Image by : Madhu Kapparath
The Covid-19 situation may have rapidly deteriorated in New Delhi with the positivity rate at 32 percent, the highest-ever in the capital. Which would make this scene at Delhi’s Sadar Bazar—just before the weekend lockdown—an unbelievable sight. How would one explain away the easygoing attitude to social distancing and masking? Is it an ease born of knowing that there are no outsiders among us? Or is it a nonchalance from not knowing the value of our own lives?
Image by : Madhu Kapparath
About sixty six kilometers from Haridwar—where the ongoing Kumbh Mela gathering of lakhs has been curtailed after many tested positive for the virus—is the agricultural heartland of Shahidwala Grunt. Zakir Ali is cycling the afternoon away along fields of wheat, ripe for harvest. In the sparsely populated village which has not had a single case of Covid-19 yet, Zakir’s school reopened after a week of holidays.
Image by : Deepak Turbhekar
A police officer patrols on a segway scooter on the deserted Marine Drive promenade during the night curfew following the rise in Covid-19 cases in Mumbai. The arc of this promenade is otherwise alive with strollers—especially women who find it safe—through the night, a showcase for the cosmopolitan character of this sprawling, impossibly crowded city.

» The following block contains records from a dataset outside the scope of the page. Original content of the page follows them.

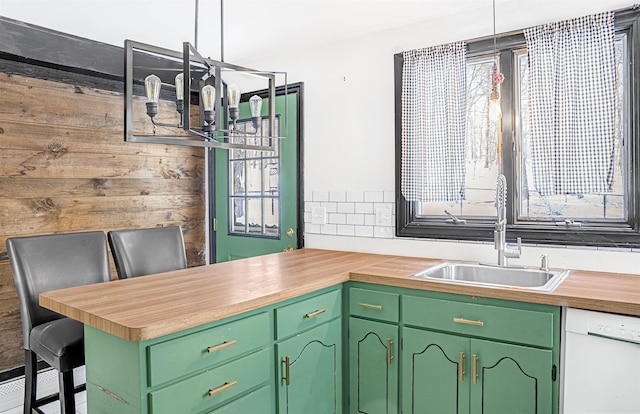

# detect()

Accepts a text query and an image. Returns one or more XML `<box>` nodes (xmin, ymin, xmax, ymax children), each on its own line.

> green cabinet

<box><xmin>347</xmin><ymin>287</ymin><xmax>400</xmax><ymax>414</ymax></box>
<box><xmin>470</xmin><ymin>338</ymin><xmax>552</xmax><ymax>414</ymax></box>
<box><xmin>402</xmin><ymin>328</ymin><xmax>469</xmax><ymax>414</ymax></box>
<box><xmin>84</xmin><ymin>287</ymin><xmax>344</xmax><ymax>414</ymax></box>
<box><xmin>83</xmin><ymin>280</ymin><xmax>559</xmax><ymax>414</ymax></box>
<box><xmin>85</xmin><ymin>311</ymin><xmax>274</xmax><ymax>414</ymax></box>
<box><xmin>275</xmin><ymin>289</ymin><xmax>343</xmax><ymax>413</ymax></box>
<box><xmin>345</xmin><ymin>283</ymin><xmax>560</xmax><ymax>414</ymax></box>
<box><xmin>207</xmin><ymin>386</ymin><xmax>272</xmax><ymax>414</ymax></box>
<box><xmin>402</xmin><ymin>327</ymin><xmax>552</xmax><ymax>414</ymax></box>
<box><xmin>276</xmin><ymin>317</ymin><xmax>342</xmax><ymax>413</ymax></box>
<box><xmin>149</xmin><ymin>349</ymin><xmax>271</xmax><ymax>414</ymax></box>
<box><xmin>349</xmin><ymin>318</ymin><xmax>398</xmax><ymax>414</ymax></box>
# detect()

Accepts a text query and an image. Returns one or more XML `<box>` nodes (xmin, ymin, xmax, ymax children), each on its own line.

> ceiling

<box><xmin>0</xmin><ymin>0</ymin><xmax>493</xmax><ymax>65</ymax></box>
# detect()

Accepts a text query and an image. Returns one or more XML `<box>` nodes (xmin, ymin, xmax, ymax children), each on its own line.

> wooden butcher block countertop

<box><xmin>39</xmin><ymin>248</ymin><xmax>640</xmax><ymax>342</ymax></box>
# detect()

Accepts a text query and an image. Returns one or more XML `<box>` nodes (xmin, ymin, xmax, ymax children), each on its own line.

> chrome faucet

<box><xmin>494</xmin><ymin>174</ymin><xmax>521</xmax><ymax>266</ymax></box>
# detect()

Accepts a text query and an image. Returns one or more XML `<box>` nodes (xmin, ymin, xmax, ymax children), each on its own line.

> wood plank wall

<box><xmin>0</xmin><ymin>71</ymin><xmax>206</xmax><ymax>373</ymax></box>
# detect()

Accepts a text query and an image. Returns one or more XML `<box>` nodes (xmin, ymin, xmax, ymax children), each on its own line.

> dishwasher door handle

<box><xmin>588</xmin><ymin>332</ymin><xmax>640</xmax><ymax>345</ymax></box>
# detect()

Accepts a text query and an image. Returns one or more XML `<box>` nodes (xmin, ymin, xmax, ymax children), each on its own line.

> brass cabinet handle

<box><xmin>208</xmin><ymin>381</ymin><xmax>238</xmax><ymax>397</ymax></box>
<box><xmin>386</xmin><ymin>339</ymin><xmax>394</xmax><ymax>366</ymax></box>
<box><xmin>304</xmin><ymin>309</ymin><xmax>326</xmax><ymax>319</ymax></box>
<box><xmin>281</xmin><ymin>356</ymin><xmax>290</xmax><ymax>386</ymax></box>
<box><xmin>207</xmin><ymin>340</ymin><xmax>237</xmax><ymax>353</ymax></box>
<box><xmin>453</xmin><ymin>317</ymin><xmax>484</xmax><ymax>327</ymax></box>
<box><xmin>472</xmin><ymin>354</ymin><xmax>478</xmax><ymax>385</ymax></box>
<box><xmin>286</xmin><ymin>228</ymin><xmax>294</xmax><ymax>237</ymax></box>
<box><xmin>358</xmin><ymin>303</ymin><xmax>383</xmax><ymax>311</ymax></box>
<box><xmin>459</xmin><ymin>352</ymin><xmax>465</xmax><ymax>382</ymax></box>
<box><xmin>284</xmin><ymin>245</ymin><xmax>293</xmax><ymax>252</ymax></box>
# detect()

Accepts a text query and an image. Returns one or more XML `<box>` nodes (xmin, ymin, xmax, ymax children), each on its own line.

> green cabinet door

<box><xmin>402</xmin><ymin>327</ymin><xmax>470</xmax><ymax>414</ymax></box>
<box><xmin>402</xmin><ymin>327</ymin><xmax>554</xmax><ymax>414</ymax></box>
<box><xmin>277</xmin><ymin>318</ymin><xmax>342</xmax><ymax>414</ymax></box>
<box><xmin>349</xmin><ymin>318</ymin><xmax>398</xmax><ymax>414</ymax></box>
<box><xmin>470</xmin><ymin>339</ymin><xmax>553</xmax><ymax>414</ymax></box>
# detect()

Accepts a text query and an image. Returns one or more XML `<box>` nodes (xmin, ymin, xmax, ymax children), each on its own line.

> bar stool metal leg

<box><xmin>58</xmin><ymin>370</ymin><xmax>76</xmax><ymax>414</ymax></box>
<box><xmin>23</xmin><ymin>350</ymin><xmax>37</xmax><ymax>414</ymax></box>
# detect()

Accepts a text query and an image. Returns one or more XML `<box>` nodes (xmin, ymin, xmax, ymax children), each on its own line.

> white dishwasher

<box><xmin>562</xmin><ymin>308</ymin><xmax>640</xmax><ymax>414</ymax></box>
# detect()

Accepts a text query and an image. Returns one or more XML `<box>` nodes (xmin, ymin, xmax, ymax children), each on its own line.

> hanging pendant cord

<box><xmin>194</xmin><ymin>0</ymin><xmax>199</xmax><ymax>49</ymax></box>
<box><xmin>194</xmin><ymin>0</ymin><xmax>225</xmax><ymax>61</ymax></box>
<box><xmin>492</xmin><ymin>0</ymin><xmax>497</xmax><ymax>64</ymax></box>
<box><xmin>220</xmin><ymin>0</ymin><xmax>225</xmax><ymax>62</ymax></box>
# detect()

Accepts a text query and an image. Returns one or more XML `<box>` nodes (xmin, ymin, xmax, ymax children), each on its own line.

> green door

<box><xmin>470</xmin><ymin>339</ymin><xmax>552</xmax><ymax>414</ymax></box>
<box><xmin>277</xmin><ymin>318</ymin><xmax>342</xmax><ymax>414</ymax></box>
<box><xmin>402</xmin><ymin>327</ymin><xmax>470</xmax><ymax>414</ymax></box>
<box><xmin>349</xmin><ymin>318</ymin><xmax>398</xmax><ymax>414</ymax></box>
<box><xmin>213</xmin><ymin>85</ymin><xmax>301</xmax><ymax>262</ymax></box>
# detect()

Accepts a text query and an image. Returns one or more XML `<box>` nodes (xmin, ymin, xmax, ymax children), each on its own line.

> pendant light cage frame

<box><xmin>124</xmin><ymin>39</ymin><xmax>288</xmax><ymax>151</ymax></box>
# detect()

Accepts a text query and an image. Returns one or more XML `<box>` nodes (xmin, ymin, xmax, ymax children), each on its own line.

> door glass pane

<box><xmin>516</xmin><ymin>35</ymin><xmax>627</xmax><ymax>222</ymax></box>
<box><xmin>264</xmin><ymin>198</ymin><xmax>279</xmax><ymax>236</ymax></box>
<box><xmin>247</xmin><ymin>197</ymin><xmax>263</xmax><ymax>234</ymax></box>
<box><xmin>246</xmin><ymin>158</ymin><xmax>263</xmax><ymax>196</ymax></box>
<box><xmin>264</xmin><ymin>158</ymin><xmax>279</xmax><ymax>197</ymax></box>
<box><xmin>230</xmin><ymin>161</ymin><xmax>245</xmax><ymax>196</ymax></box>
<box><xmin>417</xmin><ymin>56</ymin><xmax>499</xmax><ymax>218</ymax></box>
<box><xmin>228</xmin><ymin>115</ymin><xmax>281</xmax><ymax>237</ymax></box>
<box><xmin>231</xmin><ymin>197</ymin><xmax>246</xmax><ymax>233</ymax></box>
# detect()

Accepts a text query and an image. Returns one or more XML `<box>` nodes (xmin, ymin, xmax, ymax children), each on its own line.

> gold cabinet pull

<box><xmin>386</xmin><ymin>339</ymin><xmax>394</xmax><ymax>366</ymax></box>
<box><xmin>358</xmin><ymin>303</ymin><xmax>383</xmax><ymax>311</ymax></box>
<box><xmin>281</xmin><ymin>356</ymin><xmax>290</xmax><ymax>386</ymax></box>
<box><xmin>459</xmin><ymin>352</ymin><xmax>465</xmax><ymax>382</ymax></box>
<box><xmin>208</xmin><ymin>381</ymin><xmax>238</xmax><ymax>397</ymax></box>
<box><xmin>207</xmin><ymin>340</ymin><xmax>237</xmax><ymax>353</ymax></box>
<box><xmin>453</xmin><ymin>317</ymin><xmax>484</xmax><ymax>327</ymax></box>
<box><xmin>286</xmin><ymin>228</ymin><xmax>294</xmax><ymax>237</ymax></box>
<box><xmin>472</xmin><ymin>354</ymin><xmax>478</xmax><ymax>384</ymax></box>
<box><xmin>284</xmin><ymin>245</ymin><xmax>293</xmax><ymax>252</ymax></box>
<box><xmin>304</xmin><ymin>309</ymin><xmax>326</xmax><ymax>319</ymax></box>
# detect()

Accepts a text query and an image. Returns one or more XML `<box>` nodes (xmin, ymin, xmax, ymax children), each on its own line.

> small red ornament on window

Image by : Madhu Kapparath
A banquet hall in New Delhi's Daryaganj has become the first facility to be converted into a Covid-19 care centre to cope with the surge of cases. Linked with the biggest Covid-19 state-run LNJP hospital in New Delhi, Shehnai Banquet Hall with 120 beds is being run by an NGO called Doctors For You. Among the early patients at the Hall was Sheetal Jain, a young lawyer who had been admitted after she tested positive with mild symptoms. "Never thought a day would come when I would end up at a wedding hall in these circumstances, in these clothes," she quipped.